Perché è così difficile comunicare? perché è così complicato parlarsi? Perché quando finisce un sentimento ci si ritrova come all'interno di una stanza, chiusi col proprio carceriere? Dove finiscono la complicità, i ricordi, le notti passate a letto a far l'amore, le gite fuori porta, le cene rimediate in fretta, gli sguardi innamorati? 

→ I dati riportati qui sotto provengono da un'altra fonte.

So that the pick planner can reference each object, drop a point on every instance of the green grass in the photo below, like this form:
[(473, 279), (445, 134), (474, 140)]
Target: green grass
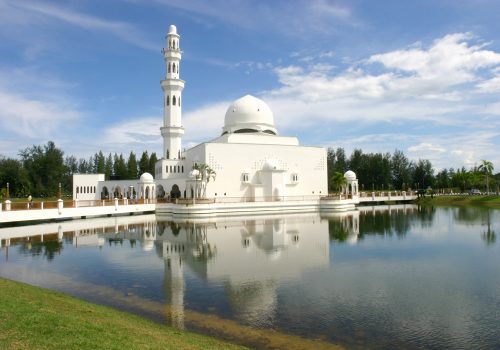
[(36, 318), (489, 201)]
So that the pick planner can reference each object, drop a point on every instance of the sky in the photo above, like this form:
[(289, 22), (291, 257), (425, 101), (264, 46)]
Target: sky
[(418, 76)]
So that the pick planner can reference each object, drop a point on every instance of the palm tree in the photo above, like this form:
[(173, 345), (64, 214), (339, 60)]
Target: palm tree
[(338, 180), (487, 168)]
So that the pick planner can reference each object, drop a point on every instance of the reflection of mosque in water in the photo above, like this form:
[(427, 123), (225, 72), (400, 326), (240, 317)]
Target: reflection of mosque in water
[(250, 256)]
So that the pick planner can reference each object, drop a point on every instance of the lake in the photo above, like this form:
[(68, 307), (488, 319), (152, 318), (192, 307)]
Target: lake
[(398, 276)]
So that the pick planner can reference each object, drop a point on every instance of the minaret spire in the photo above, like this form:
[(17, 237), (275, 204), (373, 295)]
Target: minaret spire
[(172, 87)]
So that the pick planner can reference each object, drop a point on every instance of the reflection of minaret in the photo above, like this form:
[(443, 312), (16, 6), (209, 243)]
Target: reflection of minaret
[(254, 303), (174, 281)]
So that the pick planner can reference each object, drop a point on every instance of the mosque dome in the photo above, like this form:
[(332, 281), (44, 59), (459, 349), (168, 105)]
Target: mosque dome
[(271, 164), (249, 114), (146, 177), (172, 29), (350, 175)]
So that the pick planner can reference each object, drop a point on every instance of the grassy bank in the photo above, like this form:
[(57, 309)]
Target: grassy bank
[(489, 201), (35, 318)]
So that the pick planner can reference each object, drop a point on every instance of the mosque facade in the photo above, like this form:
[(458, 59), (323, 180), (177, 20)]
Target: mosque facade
[(249, 161)]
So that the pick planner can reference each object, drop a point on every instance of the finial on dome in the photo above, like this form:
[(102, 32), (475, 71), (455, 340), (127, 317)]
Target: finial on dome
[(172, 29)]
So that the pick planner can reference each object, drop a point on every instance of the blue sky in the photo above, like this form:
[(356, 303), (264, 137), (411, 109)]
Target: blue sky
[(419, 76)]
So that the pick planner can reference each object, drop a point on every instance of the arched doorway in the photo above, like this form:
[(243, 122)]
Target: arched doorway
[(175, 192), (105, 193), (117, 193), (160, 191)]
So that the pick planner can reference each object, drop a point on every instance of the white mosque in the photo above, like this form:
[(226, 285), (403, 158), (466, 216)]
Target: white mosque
[(249, 162)]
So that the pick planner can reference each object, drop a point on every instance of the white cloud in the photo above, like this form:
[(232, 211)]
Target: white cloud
[(301, 19), (426, 147), (490, 86), (26, 13), (31, 118)]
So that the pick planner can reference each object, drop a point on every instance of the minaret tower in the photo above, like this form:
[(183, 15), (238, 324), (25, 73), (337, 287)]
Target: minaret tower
[(172, 87)]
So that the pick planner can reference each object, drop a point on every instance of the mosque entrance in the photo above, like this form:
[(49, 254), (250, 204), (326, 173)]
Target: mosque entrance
[(117, 192), (105, 193), (175, 192), (160, 191)]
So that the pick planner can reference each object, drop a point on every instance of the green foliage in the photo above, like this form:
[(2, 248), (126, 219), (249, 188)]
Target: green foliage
[(45, 168), (13, 173), (36, 318)]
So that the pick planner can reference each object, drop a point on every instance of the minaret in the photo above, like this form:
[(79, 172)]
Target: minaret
[(172, 87)]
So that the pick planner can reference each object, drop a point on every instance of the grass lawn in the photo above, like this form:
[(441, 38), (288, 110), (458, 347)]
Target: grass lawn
[(36, 318), (489, 201)]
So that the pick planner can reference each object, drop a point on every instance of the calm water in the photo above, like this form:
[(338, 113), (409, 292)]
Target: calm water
[(379, 277)]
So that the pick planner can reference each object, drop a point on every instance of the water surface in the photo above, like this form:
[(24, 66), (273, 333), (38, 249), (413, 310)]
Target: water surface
[(378, 277)]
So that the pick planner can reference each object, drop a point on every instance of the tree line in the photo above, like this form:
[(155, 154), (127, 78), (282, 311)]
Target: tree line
[(386, 171), (40, 169)]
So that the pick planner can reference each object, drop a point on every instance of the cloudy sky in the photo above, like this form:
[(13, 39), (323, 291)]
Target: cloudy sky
[(419, 76)]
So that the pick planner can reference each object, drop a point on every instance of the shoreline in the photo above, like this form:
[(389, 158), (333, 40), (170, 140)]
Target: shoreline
[(34, 317), (490, 201)]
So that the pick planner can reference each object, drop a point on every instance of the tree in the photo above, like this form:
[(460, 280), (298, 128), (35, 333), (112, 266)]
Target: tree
[(400, 170), (487, 168), (144, 163), (423, 174), (45, 168), (13, 173), (132, 166)]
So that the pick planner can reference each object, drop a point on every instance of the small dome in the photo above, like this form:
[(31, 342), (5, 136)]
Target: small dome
[(350, 175), (146, 177), (249, 114), (271, 164), (194, 173)]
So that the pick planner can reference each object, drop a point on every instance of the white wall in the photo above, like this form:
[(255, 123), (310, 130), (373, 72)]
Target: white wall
[(229, 161)]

Com'è che due persone un tempo affiatate e coinvolte diventino peggio di due estranei? Quando si smette di amare la pelle di un altro essere umano e iniziare ad odiarne anche l'odore? Come è possibile che tutto quel che di bello c'è stato bruci fino a diventare cenere? Lo so che nulla è eterno, lo so che i sentimenti cambiano come tutto il resto su questo mondo. Lo so eppure non mi capacito di questo stravolgimento, del passaggio rugoso dall'amore al detestarsi. Forse è questa la parte peggiore. Non il sentimento che muore, ma quello a cui lascia il posto. Il rancore, l'astio, il senso di smarrimento, la terra che trema sotto i piedi, la sensazione di aver perso tempo o di non aver saputo stringersi più forte quando i muri iniziavano a crollare. E da lì le grida, il furore, lo strimpellio di un'anima sdrucita sull'altra, l'arrancare, il non riuscire a sopportarsi, l'odio che diventa parte della pelle, dei capelli, dei piedi, delle gambe, che si impossessa delle mani e delle braccia.

Da alcuni giorni andando a lavoro calpesto pezzi di un puzzle gettati senza cura sulla strada. Sono lì, abbandonati e soli, ciascuno perso sui suoi millimetri di asfalto, incapace di ricomporsi agli altri pezzi. Alcuni sono stati falciati via dalle auto che passano di lì. Altri hanno cambiato colore. Qualcuno dev'essersi perso chissà dove. Ma nessuno di loro, nessuno, ha potuto riappropriarsi dei pezzi mancanti, costretto ormai a bastarsi da sé, coi suoi angoli rotondi che non verranno più riempiti. Ed è forse così anche per quegli amori caduti, morti, estirpati dal cuore. E ti ritrovi stanco, sfibrato e solo a chiederti dove siano andati quei pezzi che un giorno ti tenevano caldo e che ora ti fanno sentire freddo, che ti premono addosso solo per ricordarti che qualcosa è morto, morto per sempre, e non tornerà. Che quella voce che un tempo ti accarezzava ora ti urla addosso, che quelle mani che prima ti stringevano ora ti si agitano contro per chiederti di tacere. 

Si sono alzati. La bimba va col papà, la madre tira un po' il fiato. E tutti e tre mi appaiono troppo stanchi anche solo per alzare gli occhi al cielo.